13 Want Hanna sprak in haar hart; alleen roerden zich haar lippen, maar haar stem werd niet gehoord; daarom hield Eli haar voor dronken.
14 En Eli zeide tot haar: Hoe lang zult gij u dronken aanstellen? Doe uw wijn van u.
15 Doch Hanna antwoordde en zeide: Neen, mijn heer! ik ben een vrouw, bezwaard van geest; ik heb noch wijn, noch sterke drank gedronken; maar ik heb mijn ziel uitgegoten voor het aangezicht des Heeren.
16 Houd toch uw dienstmaagd niet voor een dochter Belials; want ik heb tot nu toe gesproken uit de veelheid van mijn gedachten en van mijn verdriet.
17 Toen antwoordde Eli en zeide: Ga heen in vrede, en de God Israëls zal uw bede geven, die gij van Hem gebeden hebt.
18 En zij zeide: Laat uw dienstmaagd genade vinden in uw ogen! Alzo ging die vrouw haars weegs; en zij at, en haar aangezicht was haar zodanig niet meer.
19 En zij stonden des morgens vroeg op, en zij aanbaden voor het aangezicht des Heeren, en zij keerden weer, en kwamen tot hun huis te Rama. En Elkana bekende zijn vrouw Hanna, en de Heere gedacht aan haar.
Geboorte van Samuël
20 En het geschiedde, na verloop van dagen, dat Hanna bevrucht werd, en een zoon baarde, en zij noemde zijn naam Samuël: Want, zeide zij , ik heb hem van de Heere gebeden.
21 En die man, Elkana trok op met zijn ganse huis, om de Heere te offeren het jaarlijkse offer, en zijn gelofte.
22 Doch Hanna trok niet op; maar zij zeide tot haar man: Als de jongen gespeend is, dan zal ik hem brengen, dat hij voor het aangezicht des Heeren verschijne, en daar blijve tot in eeuwigheid.
23 En Elkana, haar man, zeide tot haar: Doe, wat goed is in uw ogen; blijf, totdat gij hem zult gespeend hebben; de Heere bevestige maar Zijn woord! Alzo bleef de vrouw, en zoogde haar zoon, totdat zij hem speende.
24 Daarna, toen zij hem gespeend had, bracht zij hem met zich opwaarts, met drie varren, en een efa meel, en een fles met wijn; en zij bracht hem in het huis des Heeren te Silo; en het jongske was zeer jong.

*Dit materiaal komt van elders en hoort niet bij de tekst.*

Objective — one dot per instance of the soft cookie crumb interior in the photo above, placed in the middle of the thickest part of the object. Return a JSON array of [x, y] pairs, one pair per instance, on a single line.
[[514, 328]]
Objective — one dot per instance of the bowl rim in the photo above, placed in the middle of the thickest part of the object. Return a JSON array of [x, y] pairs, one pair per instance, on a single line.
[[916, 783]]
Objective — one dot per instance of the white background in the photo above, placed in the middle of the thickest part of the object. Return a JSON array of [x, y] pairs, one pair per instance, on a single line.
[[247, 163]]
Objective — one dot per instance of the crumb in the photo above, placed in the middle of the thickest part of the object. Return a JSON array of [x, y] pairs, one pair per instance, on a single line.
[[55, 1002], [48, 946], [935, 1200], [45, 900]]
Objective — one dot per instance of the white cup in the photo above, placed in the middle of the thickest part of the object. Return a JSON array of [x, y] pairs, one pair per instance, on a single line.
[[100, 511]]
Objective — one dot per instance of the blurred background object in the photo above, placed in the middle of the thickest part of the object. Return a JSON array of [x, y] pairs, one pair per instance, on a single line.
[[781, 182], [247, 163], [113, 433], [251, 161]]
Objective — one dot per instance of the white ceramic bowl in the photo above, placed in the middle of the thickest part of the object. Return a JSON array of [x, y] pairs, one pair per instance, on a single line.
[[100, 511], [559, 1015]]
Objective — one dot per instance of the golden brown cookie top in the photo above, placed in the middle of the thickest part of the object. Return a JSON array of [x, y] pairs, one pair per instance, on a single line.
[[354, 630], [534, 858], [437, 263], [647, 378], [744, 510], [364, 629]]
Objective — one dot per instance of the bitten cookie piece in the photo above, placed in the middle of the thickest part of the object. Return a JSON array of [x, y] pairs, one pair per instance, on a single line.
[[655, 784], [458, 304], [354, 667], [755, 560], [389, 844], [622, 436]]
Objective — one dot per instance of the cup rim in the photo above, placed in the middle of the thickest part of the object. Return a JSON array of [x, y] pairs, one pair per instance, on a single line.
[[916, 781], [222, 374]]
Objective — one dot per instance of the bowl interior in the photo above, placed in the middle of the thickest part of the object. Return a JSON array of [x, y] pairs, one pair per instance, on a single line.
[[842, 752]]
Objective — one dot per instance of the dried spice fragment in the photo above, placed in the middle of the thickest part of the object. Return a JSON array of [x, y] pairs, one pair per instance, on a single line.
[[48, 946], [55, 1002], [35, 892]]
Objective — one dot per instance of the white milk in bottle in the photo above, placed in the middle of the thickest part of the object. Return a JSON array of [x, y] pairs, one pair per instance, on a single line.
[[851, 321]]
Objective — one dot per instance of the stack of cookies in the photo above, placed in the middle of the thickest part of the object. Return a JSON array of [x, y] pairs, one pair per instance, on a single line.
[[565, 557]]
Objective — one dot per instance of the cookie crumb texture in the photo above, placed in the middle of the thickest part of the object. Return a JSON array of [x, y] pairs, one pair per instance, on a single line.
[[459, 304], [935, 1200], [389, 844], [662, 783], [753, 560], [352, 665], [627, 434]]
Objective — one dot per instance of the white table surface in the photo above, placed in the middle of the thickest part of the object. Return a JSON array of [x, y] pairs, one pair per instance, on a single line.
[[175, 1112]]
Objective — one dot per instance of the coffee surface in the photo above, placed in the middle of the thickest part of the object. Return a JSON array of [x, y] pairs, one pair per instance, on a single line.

25 En zij slachtten een var; alzo brachten zij het kind tot Eli.
26 En zij zeide: Och, mijn heer! zo waarachtig als uw ziel leeft, mijn heer! Ik ben die vrouw, die hier bij u stond, om de Heere te bidden.
27 Ik bad om dit kind, en de Heere heeft mij mijn bede gegeven, die ik van Hem gebeden heb.
28 Daarom heb ik hem ook aan de Heere overgegeven al de dagen, die hij wezen zal; hij is van de Heere gebeden. En hij bad aldaar de Heere aan.